Osteoarthritis: a problem of growth not decay?

• Published in: Rheumatology (Oxford, England) Vol. 47; no. 10; pp. 1452 - 1460
• Main Author: Aspden, R. M.
• Format: Journal Article
• Language: English
• Published: Oxford Oxford University Press 01.10.2008; Oxford Publishing Limited (England)
• Subjects: Aetiology; Biological and medical sciences; Bone and Bones - physiopathology; Cartilage, Articular - physiopathology; Diseases of the osteoarticular system; Genetic Predisposition to Disease; Growth; Humans; Hypertrophy; Joint Capsule - physiopathology; Ligaments, Articular - physiopathology; Medical sciences; Metabolic disease; Miscellaneous.
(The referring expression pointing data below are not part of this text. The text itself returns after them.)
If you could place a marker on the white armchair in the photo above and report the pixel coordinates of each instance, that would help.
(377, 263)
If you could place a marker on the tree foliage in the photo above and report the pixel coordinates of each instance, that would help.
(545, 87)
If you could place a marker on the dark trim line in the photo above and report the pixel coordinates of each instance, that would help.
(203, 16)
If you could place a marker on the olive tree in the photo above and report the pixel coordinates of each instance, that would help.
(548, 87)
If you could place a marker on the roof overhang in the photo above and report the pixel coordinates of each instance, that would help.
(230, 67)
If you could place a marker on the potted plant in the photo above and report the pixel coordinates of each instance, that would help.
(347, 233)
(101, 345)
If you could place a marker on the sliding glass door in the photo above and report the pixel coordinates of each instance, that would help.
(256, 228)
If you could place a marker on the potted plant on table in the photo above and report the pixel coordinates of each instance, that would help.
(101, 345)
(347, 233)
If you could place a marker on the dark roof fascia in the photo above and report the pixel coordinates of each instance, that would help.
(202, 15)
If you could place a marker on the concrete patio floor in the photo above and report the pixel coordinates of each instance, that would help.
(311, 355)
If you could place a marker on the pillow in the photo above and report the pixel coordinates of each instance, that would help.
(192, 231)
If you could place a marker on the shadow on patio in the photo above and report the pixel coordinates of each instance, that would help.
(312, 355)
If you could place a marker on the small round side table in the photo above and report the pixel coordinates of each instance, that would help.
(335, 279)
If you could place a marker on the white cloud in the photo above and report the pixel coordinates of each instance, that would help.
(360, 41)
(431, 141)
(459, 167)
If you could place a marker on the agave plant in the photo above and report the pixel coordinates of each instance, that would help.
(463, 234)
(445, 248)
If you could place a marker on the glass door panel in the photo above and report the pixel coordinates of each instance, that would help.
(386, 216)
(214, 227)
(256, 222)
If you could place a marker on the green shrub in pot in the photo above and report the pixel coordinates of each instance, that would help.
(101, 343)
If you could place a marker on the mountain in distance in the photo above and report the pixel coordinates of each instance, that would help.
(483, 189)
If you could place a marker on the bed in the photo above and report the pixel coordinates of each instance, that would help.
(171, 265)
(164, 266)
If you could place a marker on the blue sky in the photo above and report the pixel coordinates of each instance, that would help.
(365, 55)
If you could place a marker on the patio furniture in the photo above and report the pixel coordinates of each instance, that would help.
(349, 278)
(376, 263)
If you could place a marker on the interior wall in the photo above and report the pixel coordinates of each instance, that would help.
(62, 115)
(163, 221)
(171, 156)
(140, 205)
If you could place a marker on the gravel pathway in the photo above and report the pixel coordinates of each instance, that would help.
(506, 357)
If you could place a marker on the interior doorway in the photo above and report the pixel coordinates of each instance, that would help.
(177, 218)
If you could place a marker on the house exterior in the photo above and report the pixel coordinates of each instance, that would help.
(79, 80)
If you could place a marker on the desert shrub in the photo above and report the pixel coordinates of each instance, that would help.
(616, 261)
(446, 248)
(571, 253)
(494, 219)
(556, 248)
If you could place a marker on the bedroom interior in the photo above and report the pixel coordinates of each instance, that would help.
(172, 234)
Osteoarticular involvement in other diseases; Muscle, Skeletal - physiopathology; Obesity - complications; Osteoarthritis; Osteoarthritis - etiology; Osteoarthritis - genetics; Osteoarthritis - physiopathology; Systemic disease; Metabolic disease; Growth; Osteoarthritis; Aetiology; Systemic disease; Hypertrophy; Etiology; Diseases of the osteoarticular system; Rheumatology; Arthropathy; Metabolic diseases; Degenerative disease
• ISSN: 1462-0324; 1462-0332
• DOI: 10.1093/rheumatology/ken199

The traditional view of OA is that it is primarily a disease of articular cartilage that results, by altering the biomechanics of the joint, in secondary changes to the subchondral bone and, through secondary inflammation, other joint tissues. This focus on cartilage tends to ignore other musculoskeletal changes reported, especially those remote from affected joints. It has been proposed instead that generalized OA is a systemic musculoskeletal disorder with a metabolic component. Evidence for this position will be presented by summarizing changes identified in all the major musculoskeletal tissues. This will endeavour to show the links between these tissues, most of which have a common mesenchymal origin. Dysregulated tissue turnover, with the balance in favour of growth, will be seen to be a common thread underlying many of the changes described. It is proposed that the production of new tissue in the midst of existing tissue, in the wrong place and at the wrong time, could result in the changes observed and that reversion of cellular behaviour to an earlier, developmental-like, phenotype may provide a mechanism that could drive the disease process. New therapies may arise both from recognizing this whole musculoskeletal disease phenotype and by exploring what might be the factors underlying this cellular reversion.